Compare the distributions of important numeric variables between CANDIDATEs and FALSE POSITIVEs.
# Example: Orbital Period
p1 <- ggplot(
koi_data %>% filter(!is.na(koi_period), !is.na(koi_pdisposition), koi_period > 0),
aes(x = koi_pdisposition, y = koi_period, fill = koi_pdisposition)
) +
geom_boxplot(outlier.shape = NA) + # Hide outliers for clarity on main distribution
scale_y_log10(limits = c(NA, quantile(koi_data$koi_period, 0.99, na.rm = TRUE))) + # Zoom y-axis, adjust quantile if needed
labs(y = "Orbital Period (log)", x = "Disposition") +
theme_minimal() +
theme(legend.position = "none")
# Example: Planetary Radius
p2 <- ggplot(
koi_data %>% filter(!is.na(koi_prad), !is.na(koi_pdisposition), koi_prad > 0),
aes(x = koi_pdisposition, y = koi_prad, fill = koi_pdisposition)
) +
geom_boxplot(outlier.shape = NA) +
scale_y_log10(limits = c(NA, quantile(koi_data$koi_prad, 0.99, na.rm = TRUE))) +
labs(y = "Planetary Radius (log)", x = "Disposition") +
theme_minimal() +
theme(legend.position = "none")
# Example: Transit Duration
p3 <- ggplot(
koi_data %>% filter(!is.na(koi_duration), !is.na(koi_pdisposition), koi_duration > 0),
aes(x = koi_pdisposition, y = koi_duration, fill = koi_pdisposition)
) +
geom_boxplot(outlier.shape = NA) +
scale_y_continuous(limits = c(NA, quantile(koi_data$koi_duration, 0.99, na.rm = TRUE))) + # May not need log scale
labs(y = "Transit Duration", x = "Disposition") +
theme_minimal() +
theme(legend.position = "none")
# Example: Transit SNR
p4 <- ggplot(
koi_data %>% filter(!is.na(koi_model_snr), !is.na(koi_pdisposition), koi_model_snr > 0),
aes(x = koi_pdisposition, y = koi_model_snr, fill = koi_pdisposition)
) +
geom_boxplot(outlier.shape = NA) +
scale_y_log10(limits = c(NA, quantile(koi_data$koi_model_snr, 0.99, na.rm = TRUE))) +
labs(y = "Model SNR (log)", x = "Disposition") +
theme_minimal() +
theme(legend.position = "none")
# Show plots sequentially if packages not loaded/preferred
print(p1 + labs(title = "Period Distribution"))These boxplots compare the central tendency (median) and spread (interquartile range) of key variables between pipeline CANDIDATEs and FALSE POSITIVEs.

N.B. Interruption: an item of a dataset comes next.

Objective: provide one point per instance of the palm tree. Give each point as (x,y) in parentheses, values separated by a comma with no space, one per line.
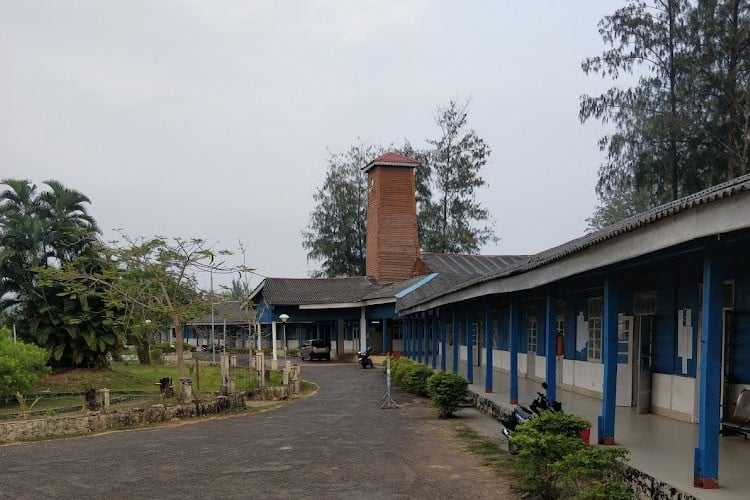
(43,230)
(69,230)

Significant differences in the distributions suggest a variable might be a good discriminator between the classes. For example, we might observe that FALSE POSITIVEs tend to have larger median radii or perhaps shorter durations compared to CANDIDATEs, although overlap is expected. Variables showing clear separation are likely important features for predictive models. (Note: axis limits are adjusted to focus on the bulk of the distribution, hiding extreme outliers for visual clarity of the boxes).